Hoy disponían de toda la arena para moverse, lo que en circunstancias normales suponía una enorme ventaja para la Secta del Viento de Montaña. Caín se preguntó si eso se había tenido en cuenta en sus probabilidades de victoria, pero confiaba en que sus discípulos darían un buen espectáculo al público.
El primer enfrentamiento sería el de los Cultivadores Físicos contra una Secta de Cultivo de Espada. Tenían una gran variedad de técnicas de energía y de hoja que contrarrestarían la ventaja de los luchadores físicos, suponiendo que no pudieran simplemente resistir los ataques.
El árbitro dio comienzo al combate, y los cultivadores físicos desenvainaron sus espadas y cargaron contra los cultivadores de espada, que los recibieron con una oleada de ataques de energía. Pararon, esquivaron, saltaron por encima de los ataques y siguieron avanzando, convirtiendo la batalla en una brutal melé entre dos grupos de talentosos combatientes.
—¿Ves? Es un combate muy aburrido. Teletranspórtate detrás de ellos y BOLA DE FUEGO —le dijo a Caín el cultivador de ojos violeta de ayer, apareciendo tras él sin que nadie se diera cuenta.
—Oh, este tipo me gusta. La Bola de Fuego lo soluciona todo. Si mi cerbatana pudiera usar [Bola de Fuego], sería increíble —celebró Luna, y luego puso una cara de pura emoción mientras consideraba formas de hacerlo posible.
—Si pones la Runa en el dardo, debería encenderse una vez lanzado —rio entre dientes el hombre de ojos violeta mientras Caín negaba con la cabeza. Luna no necesitaba ayuda para proponer nuevas y extrañas ideas.

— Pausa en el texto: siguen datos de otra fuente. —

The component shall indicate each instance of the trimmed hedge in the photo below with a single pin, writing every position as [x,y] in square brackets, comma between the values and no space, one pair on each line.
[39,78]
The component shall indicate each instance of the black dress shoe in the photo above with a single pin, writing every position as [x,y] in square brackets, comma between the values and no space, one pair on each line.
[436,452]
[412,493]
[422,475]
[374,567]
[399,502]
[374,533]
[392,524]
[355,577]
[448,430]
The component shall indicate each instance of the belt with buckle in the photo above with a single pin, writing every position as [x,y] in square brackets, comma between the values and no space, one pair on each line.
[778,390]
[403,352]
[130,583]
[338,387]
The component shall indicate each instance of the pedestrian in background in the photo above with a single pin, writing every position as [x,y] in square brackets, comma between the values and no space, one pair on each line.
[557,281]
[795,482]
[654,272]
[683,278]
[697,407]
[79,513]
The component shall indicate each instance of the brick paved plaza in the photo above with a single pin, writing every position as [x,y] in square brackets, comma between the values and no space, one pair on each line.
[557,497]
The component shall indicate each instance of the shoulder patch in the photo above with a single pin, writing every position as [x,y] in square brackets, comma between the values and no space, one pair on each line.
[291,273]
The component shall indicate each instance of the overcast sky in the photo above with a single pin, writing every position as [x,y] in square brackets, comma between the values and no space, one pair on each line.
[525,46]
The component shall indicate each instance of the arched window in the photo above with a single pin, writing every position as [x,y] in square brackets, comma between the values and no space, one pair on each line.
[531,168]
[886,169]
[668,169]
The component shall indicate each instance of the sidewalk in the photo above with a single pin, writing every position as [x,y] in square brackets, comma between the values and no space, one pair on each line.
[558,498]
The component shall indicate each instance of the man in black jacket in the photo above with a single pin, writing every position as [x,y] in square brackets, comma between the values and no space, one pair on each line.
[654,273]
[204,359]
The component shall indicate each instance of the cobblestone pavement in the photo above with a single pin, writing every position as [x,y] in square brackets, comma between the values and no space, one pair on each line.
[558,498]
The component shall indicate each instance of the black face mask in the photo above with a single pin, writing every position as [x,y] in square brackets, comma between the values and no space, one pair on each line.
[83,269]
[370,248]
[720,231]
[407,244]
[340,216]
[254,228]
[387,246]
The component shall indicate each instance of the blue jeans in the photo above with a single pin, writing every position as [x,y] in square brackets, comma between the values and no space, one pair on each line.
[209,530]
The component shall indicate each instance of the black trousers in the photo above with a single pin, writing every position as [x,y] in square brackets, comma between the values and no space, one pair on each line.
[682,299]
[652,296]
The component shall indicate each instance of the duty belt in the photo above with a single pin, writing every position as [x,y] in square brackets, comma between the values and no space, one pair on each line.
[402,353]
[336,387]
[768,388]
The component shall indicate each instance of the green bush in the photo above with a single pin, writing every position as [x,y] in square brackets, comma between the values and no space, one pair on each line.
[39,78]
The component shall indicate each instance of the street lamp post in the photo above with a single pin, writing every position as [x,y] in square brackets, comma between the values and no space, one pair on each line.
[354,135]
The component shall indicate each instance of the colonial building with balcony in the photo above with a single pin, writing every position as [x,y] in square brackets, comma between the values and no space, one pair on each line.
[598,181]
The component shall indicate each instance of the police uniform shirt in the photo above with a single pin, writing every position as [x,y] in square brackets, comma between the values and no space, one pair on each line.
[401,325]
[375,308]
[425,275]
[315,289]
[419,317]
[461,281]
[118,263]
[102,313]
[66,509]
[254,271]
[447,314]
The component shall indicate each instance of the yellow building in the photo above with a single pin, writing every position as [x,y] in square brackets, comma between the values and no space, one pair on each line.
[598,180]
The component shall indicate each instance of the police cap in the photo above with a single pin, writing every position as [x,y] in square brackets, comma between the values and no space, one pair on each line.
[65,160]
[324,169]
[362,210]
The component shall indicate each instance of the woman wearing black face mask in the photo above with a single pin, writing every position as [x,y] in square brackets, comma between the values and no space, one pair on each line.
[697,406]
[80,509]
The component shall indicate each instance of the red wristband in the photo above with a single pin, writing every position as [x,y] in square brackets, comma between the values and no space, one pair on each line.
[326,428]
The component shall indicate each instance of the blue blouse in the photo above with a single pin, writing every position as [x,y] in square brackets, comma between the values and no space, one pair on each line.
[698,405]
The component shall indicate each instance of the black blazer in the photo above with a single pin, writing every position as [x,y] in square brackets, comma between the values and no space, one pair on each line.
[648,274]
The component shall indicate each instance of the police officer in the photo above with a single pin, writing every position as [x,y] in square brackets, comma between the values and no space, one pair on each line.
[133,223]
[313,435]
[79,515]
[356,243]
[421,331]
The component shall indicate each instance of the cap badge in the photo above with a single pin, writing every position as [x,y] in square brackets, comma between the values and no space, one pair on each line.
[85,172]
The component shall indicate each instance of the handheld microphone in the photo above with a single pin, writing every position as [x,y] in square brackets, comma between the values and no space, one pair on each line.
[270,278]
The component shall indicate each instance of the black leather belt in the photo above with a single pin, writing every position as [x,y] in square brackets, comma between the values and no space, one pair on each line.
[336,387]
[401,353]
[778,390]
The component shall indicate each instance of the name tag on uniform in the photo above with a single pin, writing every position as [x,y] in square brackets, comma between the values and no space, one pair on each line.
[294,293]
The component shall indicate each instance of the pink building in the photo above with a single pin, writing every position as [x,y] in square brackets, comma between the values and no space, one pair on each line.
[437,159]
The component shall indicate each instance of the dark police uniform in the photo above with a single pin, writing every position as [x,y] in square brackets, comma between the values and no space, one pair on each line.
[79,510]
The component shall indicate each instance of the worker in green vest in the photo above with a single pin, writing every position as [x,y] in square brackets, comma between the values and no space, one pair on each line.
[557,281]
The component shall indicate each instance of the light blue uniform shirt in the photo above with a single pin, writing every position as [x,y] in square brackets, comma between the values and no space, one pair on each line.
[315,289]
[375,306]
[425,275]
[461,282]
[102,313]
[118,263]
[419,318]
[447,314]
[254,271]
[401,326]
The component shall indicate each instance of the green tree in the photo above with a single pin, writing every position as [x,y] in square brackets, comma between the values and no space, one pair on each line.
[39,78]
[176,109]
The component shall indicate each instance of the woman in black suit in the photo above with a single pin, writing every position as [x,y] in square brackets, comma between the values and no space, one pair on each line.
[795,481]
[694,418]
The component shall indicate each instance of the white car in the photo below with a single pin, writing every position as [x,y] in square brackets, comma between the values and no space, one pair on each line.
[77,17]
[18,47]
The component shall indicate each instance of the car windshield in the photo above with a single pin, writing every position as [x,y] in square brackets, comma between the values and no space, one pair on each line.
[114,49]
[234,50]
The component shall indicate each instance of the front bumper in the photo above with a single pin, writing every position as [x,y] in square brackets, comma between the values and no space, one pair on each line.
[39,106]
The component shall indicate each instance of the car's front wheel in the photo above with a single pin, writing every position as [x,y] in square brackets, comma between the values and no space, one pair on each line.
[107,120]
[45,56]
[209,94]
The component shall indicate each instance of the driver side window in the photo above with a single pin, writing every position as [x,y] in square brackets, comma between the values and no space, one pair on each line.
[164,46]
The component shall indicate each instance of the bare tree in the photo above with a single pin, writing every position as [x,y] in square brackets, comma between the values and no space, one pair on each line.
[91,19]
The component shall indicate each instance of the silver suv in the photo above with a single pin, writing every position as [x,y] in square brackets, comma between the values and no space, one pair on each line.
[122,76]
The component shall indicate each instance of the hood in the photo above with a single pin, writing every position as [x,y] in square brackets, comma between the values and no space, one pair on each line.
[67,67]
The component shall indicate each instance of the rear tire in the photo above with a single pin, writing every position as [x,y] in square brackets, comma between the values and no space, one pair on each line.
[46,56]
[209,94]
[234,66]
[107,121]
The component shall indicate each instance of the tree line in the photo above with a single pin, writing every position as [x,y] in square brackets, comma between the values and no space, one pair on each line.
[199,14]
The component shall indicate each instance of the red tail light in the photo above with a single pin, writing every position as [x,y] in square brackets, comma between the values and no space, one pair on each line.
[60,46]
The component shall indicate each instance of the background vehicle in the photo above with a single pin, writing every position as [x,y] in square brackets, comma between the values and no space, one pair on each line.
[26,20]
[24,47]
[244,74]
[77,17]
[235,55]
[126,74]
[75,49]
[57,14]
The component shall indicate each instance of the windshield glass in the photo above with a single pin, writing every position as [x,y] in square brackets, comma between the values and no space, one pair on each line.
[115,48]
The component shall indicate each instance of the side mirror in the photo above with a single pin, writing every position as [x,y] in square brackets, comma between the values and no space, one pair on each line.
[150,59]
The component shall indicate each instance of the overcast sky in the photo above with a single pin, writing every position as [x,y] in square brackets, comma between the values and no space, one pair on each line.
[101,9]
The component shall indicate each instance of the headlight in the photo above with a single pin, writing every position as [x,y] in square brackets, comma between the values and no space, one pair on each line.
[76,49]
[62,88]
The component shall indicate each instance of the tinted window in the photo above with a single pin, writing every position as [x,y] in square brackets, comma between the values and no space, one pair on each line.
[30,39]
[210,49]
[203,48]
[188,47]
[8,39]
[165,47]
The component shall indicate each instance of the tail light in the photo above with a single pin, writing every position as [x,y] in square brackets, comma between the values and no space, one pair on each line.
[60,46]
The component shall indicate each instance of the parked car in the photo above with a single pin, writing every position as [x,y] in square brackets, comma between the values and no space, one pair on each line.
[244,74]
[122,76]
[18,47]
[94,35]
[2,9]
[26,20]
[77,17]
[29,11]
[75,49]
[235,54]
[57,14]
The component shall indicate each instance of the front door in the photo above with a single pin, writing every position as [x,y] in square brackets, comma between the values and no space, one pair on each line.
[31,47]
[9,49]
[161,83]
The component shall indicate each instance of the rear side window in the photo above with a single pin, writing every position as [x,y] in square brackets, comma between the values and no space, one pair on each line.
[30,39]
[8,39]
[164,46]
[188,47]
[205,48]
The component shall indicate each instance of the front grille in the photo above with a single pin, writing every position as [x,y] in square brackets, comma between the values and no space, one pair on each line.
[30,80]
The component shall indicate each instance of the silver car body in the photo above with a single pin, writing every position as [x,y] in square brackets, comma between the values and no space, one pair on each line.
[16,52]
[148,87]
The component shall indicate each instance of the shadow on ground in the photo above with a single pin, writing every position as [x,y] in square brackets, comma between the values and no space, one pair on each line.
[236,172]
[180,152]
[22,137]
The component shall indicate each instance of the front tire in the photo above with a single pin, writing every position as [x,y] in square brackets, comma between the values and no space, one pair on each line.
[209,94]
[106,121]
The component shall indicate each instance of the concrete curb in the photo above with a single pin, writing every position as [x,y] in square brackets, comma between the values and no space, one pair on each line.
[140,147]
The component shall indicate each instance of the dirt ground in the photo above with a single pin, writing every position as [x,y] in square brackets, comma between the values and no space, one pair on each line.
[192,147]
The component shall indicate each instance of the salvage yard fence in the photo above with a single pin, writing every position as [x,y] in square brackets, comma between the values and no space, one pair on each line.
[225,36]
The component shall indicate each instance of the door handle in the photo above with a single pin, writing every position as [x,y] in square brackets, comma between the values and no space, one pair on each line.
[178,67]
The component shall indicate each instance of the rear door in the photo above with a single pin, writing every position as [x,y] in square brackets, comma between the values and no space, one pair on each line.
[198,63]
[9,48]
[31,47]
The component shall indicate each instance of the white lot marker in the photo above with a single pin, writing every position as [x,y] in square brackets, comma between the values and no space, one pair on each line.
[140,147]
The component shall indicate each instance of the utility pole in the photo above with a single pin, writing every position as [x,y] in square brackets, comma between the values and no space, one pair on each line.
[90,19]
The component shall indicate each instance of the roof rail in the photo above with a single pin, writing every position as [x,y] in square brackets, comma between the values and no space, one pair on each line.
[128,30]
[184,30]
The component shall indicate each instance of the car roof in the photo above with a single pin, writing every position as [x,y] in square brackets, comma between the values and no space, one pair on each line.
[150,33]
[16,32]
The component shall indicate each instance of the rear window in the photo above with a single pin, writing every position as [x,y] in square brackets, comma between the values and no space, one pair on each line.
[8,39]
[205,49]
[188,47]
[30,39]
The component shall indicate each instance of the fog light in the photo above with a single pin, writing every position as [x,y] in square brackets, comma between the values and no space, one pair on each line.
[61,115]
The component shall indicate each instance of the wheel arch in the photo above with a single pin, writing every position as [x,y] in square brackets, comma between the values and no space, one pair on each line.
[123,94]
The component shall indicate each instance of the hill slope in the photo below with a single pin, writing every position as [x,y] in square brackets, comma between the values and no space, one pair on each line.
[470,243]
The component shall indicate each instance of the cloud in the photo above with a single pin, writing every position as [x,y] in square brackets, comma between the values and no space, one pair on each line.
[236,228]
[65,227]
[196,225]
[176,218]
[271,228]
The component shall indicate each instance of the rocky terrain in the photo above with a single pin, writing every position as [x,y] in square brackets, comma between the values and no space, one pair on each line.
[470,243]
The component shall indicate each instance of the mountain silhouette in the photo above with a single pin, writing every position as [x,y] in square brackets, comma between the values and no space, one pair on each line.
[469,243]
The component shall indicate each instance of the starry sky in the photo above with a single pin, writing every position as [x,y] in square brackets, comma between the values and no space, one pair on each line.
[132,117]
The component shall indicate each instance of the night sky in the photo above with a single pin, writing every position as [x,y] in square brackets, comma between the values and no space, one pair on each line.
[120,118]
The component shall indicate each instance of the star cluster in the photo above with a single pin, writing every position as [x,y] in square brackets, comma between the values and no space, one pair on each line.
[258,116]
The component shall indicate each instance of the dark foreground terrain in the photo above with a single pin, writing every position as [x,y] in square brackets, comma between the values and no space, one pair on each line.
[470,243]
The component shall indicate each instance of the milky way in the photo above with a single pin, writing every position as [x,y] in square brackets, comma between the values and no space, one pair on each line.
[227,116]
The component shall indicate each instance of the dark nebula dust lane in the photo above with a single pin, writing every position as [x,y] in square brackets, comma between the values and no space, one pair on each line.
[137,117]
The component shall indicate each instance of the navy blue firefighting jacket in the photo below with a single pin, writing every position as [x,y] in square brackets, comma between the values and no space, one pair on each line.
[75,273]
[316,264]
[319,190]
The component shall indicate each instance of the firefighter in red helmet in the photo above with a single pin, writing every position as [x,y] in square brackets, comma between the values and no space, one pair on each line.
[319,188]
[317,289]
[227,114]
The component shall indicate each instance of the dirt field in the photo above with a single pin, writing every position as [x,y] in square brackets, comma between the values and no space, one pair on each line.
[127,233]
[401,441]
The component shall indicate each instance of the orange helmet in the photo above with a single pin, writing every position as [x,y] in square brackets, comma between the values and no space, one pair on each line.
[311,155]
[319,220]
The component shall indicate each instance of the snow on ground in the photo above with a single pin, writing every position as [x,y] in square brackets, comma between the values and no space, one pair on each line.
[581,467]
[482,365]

—¿Por qué no te hago una nueva? Una que cree una bola de fuego al usarla para que no tengas que gastar dardos encantados —sugirió Caín.
—Luchan justo después de este combate. No creo que tengas tiempo para eso —señaló la Anciana Ling de la Secta de la Flor de Loto.
—Claro que hay tiempo. Tengo un trozo de bambú aquí conmigo y una herramienta de grabado. Puede que sea algo rápido y burdo, pero debería cumplir su función lo suficientemente bien para ser una herramienta de un solo uso en el próximo combate —se encogió de hombros Caín, sacando los objetos.
—Sabes que se van a volver locos, ¿verdad? —preguntó el hombre de los ojos violeta.
—Detalles sin importancia. Piénsalo como una clase improvisada, como las que están dando por toda la ciudad. Solo que esta será muy corta y sin explicaciones —le dijo Caín.
Luna miró fijamente al hombre mientras Caín hablaba, lo que le valió una mirada de interés y el ofrecimiento de un caramelo que sacó de su elegante túnica negra.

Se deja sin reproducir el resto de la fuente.